Or, quelques heures plus tard, dans la matinée du 29 mai, on annonçait au Commissaire central une déplaisante visite. Un très haut employé du ministère de la Police demandait impérieusement à lui parler : affaire urgente ! L’homme au verbe cassant était le citoyen René Patrice de la Fuye, chef du « Bureau particulier, » l’alter ego de Desmarets, et fort gros personnage dans la maison de la rue des Saints-Pères. Lavalette le reçut aussitôt… Patrice lui apportait un billet de Fouché. Déjà, le ministre avait connaissance de l’opération clandestine, et réclamait les lettres interceptées. Même il savait, l’habile homme, qu’elles recelaient des placards séditieux.


XII. — FOUCHÉ INQUIET

Qui donc avait si bien avisé leur ennemi ? Sans aucun doute, l’un de ces discrets, fidèles et dévoués serviteurs en qui Lavalette plaçait une entière confiance.
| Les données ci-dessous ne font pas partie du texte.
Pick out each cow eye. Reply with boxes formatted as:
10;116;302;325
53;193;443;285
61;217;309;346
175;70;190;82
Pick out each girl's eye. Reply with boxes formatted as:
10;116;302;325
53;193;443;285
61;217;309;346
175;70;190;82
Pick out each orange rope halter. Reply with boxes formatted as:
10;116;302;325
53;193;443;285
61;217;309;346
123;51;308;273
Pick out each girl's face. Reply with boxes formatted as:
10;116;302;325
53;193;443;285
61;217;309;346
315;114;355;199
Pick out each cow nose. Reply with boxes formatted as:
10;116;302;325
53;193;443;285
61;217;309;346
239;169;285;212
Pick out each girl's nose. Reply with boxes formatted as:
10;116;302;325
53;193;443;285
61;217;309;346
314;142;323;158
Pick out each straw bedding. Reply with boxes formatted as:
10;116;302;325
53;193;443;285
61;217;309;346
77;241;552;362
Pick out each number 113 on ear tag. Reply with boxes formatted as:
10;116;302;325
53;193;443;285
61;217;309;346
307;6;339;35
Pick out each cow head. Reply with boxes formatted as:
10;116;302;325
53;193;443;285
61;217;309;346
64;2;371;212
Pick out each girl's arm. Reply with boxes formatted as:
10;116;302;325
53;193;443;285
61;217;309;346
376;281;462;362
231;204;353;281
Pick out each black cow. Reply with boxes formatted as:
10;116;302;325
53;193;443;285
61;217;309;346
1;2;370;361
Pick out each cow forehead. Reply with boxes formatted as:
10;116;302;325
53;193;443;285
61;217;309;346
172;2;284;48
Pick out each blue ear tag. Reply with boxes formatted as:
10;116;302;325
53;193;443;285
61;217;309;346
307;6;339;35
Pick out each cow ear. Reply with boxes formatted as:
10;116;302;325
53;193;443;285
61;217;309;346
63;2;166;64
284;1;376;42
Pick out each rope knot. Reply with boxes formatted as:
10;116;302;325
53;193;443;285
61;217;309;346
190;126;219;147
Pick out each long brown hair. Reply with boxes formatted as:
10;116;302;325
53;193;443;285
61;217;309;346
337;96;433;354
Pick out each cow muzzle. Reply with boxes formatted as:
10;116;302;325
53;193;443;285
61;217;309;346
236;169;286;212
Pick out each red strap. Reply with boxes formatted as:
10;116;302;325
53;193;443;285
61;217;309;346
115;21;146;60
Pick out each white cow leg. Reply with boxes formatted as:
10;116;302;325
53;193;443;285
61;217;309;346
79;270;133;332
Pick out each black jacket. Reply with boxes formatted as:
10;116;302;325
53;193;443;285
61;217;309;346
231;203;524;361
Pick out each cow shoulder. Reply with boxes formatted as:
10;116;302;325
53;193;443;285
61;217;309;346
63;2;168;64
Desmarets et Patrice entretenaient maints « observateurs » parmi les employés des postes, et beaucoup de ces messieurs émargeaient aux fonds secrets. Au demeurant, ils n’étaient point seuls à faire ainsi de l’espionnage. Les administrations publiques regorgeaient toutes d’ « informateurs » variés ; les ministres ne l’ignoraient, et redoutaient toujours quelque trahison.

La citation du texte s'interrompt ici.